The long list is an effort to set myself up for success, I am really struggling to fit in workouts beyond early morning runs right now. This first week should be easier to manage since there are only 3 workdays because of Thanksgiving.
My long run this week (yesterday morning) felt really good, and I did a great job being mindful and staying focused during the run. Which is probably why I was able to keep my splits just about on track:
…except for mile 5, which was where I took a wrong turn, got stuck in a marina enclave thingy, and could not for the frustrated life of me, figure out how to get back onto the bike path.
Week 7 of marathon training is where I seriously injured my foot last year in my Boston Marathon attempt. Lots of things are different this time around. I vow to never again copy training plans from books or magazines (get idea’s, but of course!), but rather, to make them 100% customized for myself, my own strengths and weaknesses, and my schedule/non-running responsibilities.

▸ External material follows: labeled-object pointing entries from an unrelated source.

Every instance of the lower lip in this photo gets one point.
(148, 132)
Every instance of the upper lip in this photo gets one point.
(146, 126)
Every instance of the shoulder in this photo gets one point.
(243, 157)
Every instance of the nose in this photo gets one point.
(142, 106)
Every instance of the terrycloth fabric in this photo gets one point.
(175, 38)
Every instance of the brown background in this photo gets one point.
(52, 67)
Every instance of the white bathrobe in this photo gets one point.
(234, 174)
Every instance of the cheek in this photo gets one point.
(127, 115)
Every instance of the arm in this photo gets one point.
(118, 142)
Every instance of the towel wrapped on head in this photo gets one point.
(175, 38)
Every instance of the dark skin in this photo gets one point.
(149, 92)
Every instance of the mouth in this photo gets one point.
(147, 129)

Also different, and perhaps this is the key feature, is that week seven was nearly half-way into the entire training plan last time, and this time it is only a quarter of the way through.

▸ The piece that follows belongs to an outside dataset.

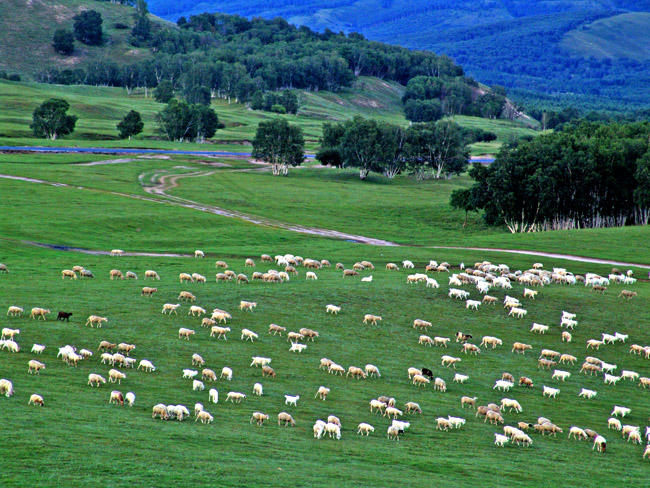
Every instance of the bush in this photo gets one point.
(278, 109)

One could argue that this plan isn’t marathon specific training until week 16, where the mileage buildup really takes off. I’d say that’s fair, except that the key to a good plan is that it takes into account anything that might preclude success. (gasp! Is that a tenet of ABA that I just snuck in there?!?!) If I don’t have an outcome specific plan in place, I KNOW that I wouldn’t be prepared for the training volume necessary even during week one of a 16 week plan.
I have already complained about the fact that I had some rather childish/regressive moments this week, so did one of my dogs. Penelope has been throwing up. When she was a teeny puppy she would face-plant into her bowl every time she ate. Last night she refused to eat unless I sat on the floor, and then she did this:
She then tried to drink water whilst laying down, not as successful. Then, she snuggled up with me all night, which was nice.

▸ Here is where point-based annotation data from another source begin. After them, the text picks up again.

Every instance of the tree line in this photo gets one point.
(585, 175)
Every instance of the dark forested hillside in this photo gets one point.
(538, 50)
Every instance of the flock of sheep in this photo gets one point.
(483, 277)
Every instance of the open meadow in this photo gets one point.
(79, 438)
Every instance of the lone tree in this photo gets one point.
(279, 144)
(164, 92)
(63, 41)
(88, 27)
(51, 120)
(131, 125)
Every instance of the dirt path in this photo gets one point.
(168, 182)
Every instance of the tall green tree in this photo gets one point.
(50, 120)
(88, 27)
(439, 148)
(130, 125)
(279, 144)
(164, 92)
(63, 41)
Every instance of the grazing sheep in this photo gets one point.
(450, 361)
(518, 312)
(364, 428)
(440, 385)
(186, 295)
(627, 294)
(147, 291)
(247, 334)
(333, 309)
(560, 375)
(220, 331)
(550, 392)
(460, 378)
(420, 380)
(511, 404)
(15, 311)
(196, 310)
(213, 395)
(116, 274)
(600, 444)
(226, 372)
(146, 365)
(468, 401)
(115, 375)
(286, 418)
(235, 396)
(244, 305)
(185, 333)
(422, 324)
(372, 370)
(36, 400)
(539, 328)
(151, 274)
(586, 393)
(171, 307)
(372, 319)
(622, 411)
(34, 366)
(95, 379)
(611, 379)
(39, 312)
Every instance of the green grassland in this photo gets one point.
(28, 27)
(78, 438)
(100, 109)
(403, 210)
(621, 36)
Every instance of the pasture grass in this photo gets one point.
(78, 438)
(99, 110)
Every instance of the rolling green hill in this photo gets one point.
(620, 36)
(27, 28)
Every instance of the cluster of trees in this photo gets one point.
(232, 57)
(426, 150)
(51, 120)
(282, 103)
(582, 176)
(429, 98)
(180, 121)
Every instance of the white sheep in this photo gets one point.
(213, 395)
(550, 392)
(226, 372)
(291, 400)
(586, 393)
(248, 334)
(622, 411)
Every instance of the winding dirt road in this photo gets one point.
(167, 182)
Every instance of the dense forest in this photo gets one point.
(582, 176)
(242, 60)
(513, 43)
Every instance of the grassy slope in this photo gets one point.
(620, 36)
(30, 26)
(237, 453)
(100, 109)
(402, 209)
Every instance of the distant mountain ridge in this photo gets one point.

That was random, apologies if you are still reading.
On to the obligatory weekly training recap:
Monday: 8hrs sleep, 4mi run, back/chest/core weight lifting
Tuesday: 7hrs sleep, 7mi run
Wednesday: 6hrs sleep, Spin class, 3mi run
Thursday: 7hrs sleep, impromptu rest day
Friday: 6.5hrs sleep, 6mi run
Saturday: 9hrs sleep, 12mi run
Sunday: 8hrs sleep, 2 spin classes, body blast class
I was feeling pretty good about myself yesterday because my legs felt really good after my long run. But today, after 2 hard spin classes (I subbed the one before my regular class) and body blast all in a row, I’d like to stay seated for a while.
Finally, time for graphs:
This one is less pretty, but I am proud of the self-control I am exercising in so gradually building weekly mileage:
I am certain you have many more interesting and enjoyable things to do this Sunday afternoon, go enjoy, thanks for playing along!